Programmer une année pour une classe, avant même d'avoir rencontré les élèves, c'est se définir une cohérence, un projet d'enseigner, une culture d'enseignement. "Un peu de savoir, très peu de pouvoir et le maximum de saveur" disait Barthes quelque part. La saveur du savoir. La jubilation qu'il procure. Le bonheur de grimper à nouveau les marches vers l'appropriation d'une notion qui semble d'abord si mystérieuse puis s'éclaire.

Projeter une année de classe, c'est encore se projeter comme enseignant, dans son bonheur d'enseigner, dans cette relation au savoir où l'on saura être le témoin de ces bonheurs de savoir, d'apprendre, de construire, de refaire le chemin...Observer, questionner, garder un peu de mystère, rendre possible des découvertes, donner des clés et oser les confier sans ouvrir la porte soi même ni désigner la bonne clé dans le trousseau... à toi de retrouver pourquoi c'est cette clé là qui ouvre la porte... Et derrière la porte, la vraie récompense d'un savoir qui donne envie d'en savoir...

Et puis, si l'élève et le maître forment un joli duo, ne pas oublier cette communauté d'esprit. Faire confiance à toutes ces intelligences qui se rencontrent.

Ton intelligence qui s'allume au contact de toutes ces intelligences depuis que l'humanité chemine.

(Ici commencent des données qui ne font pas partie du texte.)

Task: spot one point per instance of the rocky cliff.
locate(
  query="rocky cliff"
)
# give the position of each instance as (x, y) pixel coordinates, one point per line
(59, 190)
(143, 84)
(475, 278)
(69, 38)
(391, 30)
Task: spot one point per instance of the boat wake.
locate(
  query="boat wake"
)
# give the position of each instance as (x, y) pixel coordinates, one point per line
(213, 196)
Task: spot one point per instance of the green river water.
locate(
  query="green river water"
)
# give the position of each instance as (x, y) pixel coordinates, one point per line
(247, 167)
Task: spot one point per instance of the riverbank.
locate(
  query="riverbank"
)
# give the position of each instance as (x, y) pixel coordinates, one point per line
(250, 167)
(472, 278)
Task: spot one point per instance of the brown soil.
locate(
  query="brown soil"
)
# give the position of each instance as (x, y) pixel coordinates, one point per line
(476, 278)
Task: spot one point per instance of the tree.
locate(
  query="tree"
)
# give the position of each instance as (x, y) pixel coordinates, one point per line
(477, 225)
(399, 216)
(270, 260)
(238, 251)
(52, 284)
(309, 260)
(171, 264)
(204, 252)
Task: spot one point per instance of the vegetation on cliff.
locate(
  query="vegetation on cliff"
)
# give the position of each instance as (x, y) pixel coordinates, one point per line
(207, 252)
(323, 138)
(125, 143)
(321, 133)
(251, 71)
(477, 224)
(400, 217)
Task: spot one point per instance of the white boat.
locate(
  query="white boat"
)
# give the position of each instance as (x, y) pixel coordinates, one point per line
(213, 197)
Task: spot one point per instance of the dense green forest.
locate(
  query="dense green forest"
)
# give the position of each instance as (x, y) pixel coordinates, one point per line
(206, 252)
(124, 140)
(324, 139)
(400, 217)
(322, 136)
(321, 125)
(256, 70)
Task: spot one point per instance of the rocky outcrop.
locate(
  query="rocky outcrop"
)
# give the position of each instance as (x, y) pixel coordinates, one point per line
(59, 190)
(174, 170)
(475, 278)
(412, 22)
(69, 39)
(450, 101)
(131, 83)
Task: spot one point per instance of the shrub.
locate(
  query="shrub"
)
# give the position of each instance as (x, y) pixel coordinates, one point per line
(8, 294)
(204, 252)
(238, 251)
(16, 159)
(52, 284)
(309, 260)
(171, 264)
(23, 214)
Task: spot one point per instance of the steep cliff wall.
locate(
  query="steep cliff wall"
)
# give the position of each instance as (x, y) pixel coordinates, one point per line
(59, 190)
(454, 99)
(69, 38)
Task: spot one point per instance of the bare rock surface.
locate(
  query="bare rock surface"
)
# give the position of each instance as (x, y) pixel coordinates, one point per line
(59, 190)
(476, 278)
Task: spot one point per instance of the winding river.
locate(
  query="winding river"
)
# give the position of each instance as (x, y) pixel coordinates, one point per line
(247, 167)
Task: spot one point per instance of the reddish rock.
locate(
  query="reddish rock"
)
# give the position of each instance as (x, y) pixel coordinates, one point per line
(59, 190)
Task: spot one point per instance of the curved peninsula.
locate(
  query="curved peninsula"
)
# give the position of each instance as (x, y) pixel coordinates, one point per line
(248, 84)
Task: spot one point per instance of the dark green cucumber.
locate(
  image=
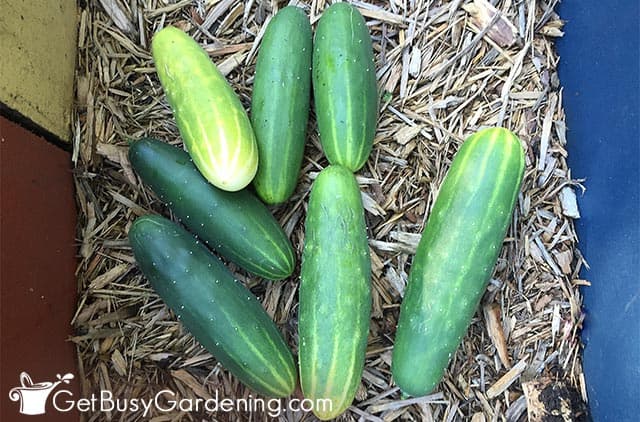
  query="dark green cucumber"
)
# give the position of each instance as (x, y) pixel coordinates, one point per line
(236, 224)
(212, 122)
(280, 103)
(218, 310)
(335, 292)
(456, 256)
(344, 86)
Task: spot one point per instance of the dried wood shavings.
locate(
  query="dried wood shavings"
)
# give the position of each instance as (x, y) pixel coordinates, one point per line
(445, 70)
(503, 32)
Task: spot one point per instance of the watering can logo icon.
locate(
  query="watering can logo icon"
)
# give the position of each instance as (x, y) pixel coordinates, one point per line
(33, 397)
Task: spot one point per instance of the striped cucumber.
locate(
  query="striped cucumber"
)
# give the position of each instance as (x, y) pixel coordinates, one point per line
(236, 224)
(456, 256)
(214, 127)
(280, 103)
(335, 292)
(344, 86)
(219, 311)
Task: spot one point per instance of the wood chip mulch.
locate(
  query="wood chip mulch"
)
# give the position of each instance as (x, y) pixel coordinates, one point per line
(445, 69)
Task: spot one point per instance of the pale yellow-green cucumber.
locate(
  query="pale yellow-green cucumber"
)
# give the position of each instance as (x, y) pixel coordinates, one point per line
(213, 124)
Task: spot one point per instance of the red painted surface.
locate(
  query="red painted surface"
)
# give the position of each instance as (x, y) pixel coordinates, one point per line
(37, 265)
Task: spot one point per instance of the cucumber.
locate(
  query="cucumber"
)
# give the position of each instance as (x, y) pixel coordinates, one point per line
(280, 103)
(335, 292)
(456, 256)
(214, 127)
(217, 310)
(344, 86)
(236, 224)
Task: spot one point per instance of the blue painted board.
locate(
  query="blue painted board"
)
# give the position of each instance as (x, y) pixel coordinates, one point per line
(599, 70)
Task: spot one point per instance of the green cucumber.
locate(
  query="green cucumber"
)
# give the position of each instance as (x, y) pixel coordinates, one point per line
(214, 127)
(215, 308)
(280, 103)
(236, 224)
(456, 256)
(335, 292)
(344, 86)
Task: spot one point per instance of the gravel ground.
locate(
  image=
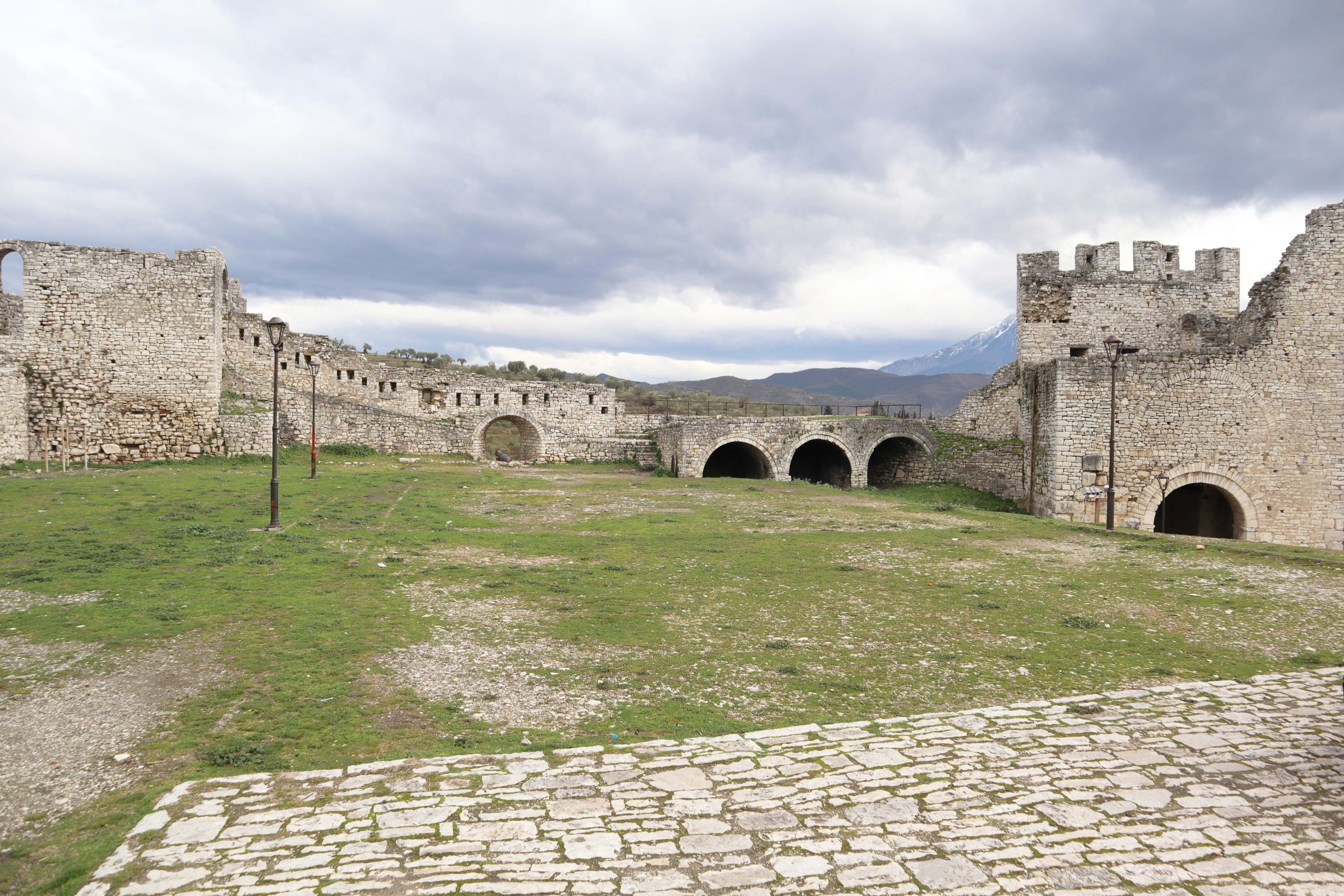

S'inquiéter déjà de la diversité du public que l'on va rencontrer, des aléas obligatoires, des collègues qui travailleront avec nous, se dire que l'on programme oui, mais pas de façon rigide ou fermée. Chaque période, chaque semaine, chaque jour, trouvera son opportunité afin de faire le point, compléter, enrichir, développer ou au contraire différer.

Penser enfin "la" classe et non "ma" classe même si je viens y travailler avec mon expérience professionnelle qui ne trouve pas toujours le temps de se dire ou de s'écrire. Car la classe, ce seront eux, ces enfants qui reviennent de vacances avec des images scolaires fortes, avec des préjugés, des inquiétudes ou au contraire ne pressentent pas d'enjeu.

Si d'une année sur l'autre la programmation impose des immuables, il est clair toutefois que les propositions institutionnelles, l'actualité de la vie sociale, un projet de classe de découverte, une proposition de l'équipe; peuvent en modifier l'éclairage. Faire la programmation en début d'année, c'est un peu régler les lumières avant le spectacle en sachant bien que l'idée que je me fais aujourd'hui de cette année, ce pressentiment né d'une rencontre de personnes dans un lieu donné, à un moment donné, cette première visualisation diffère évidemment de ce qu'il va se passer cette année tout autant que la pièce de théâtre change après le fil des répétitions. Pourtant, sans projet du metteur en scène, pourrait-on vraiment avancer vers le spectacle final?

Reste, que ce metteur en scène en question, le maître, ne saurait aujourd'hui travailler seul, sans confrontation avec autrui. Chacun vient avec sa personnalité, parfois forte, ses certitudes, ses doutes, mais quel bonheur aussi lorsque l'on se trouve à l'école ou ailleurs, des partenaires pour enrichir ou questionner notre pratique.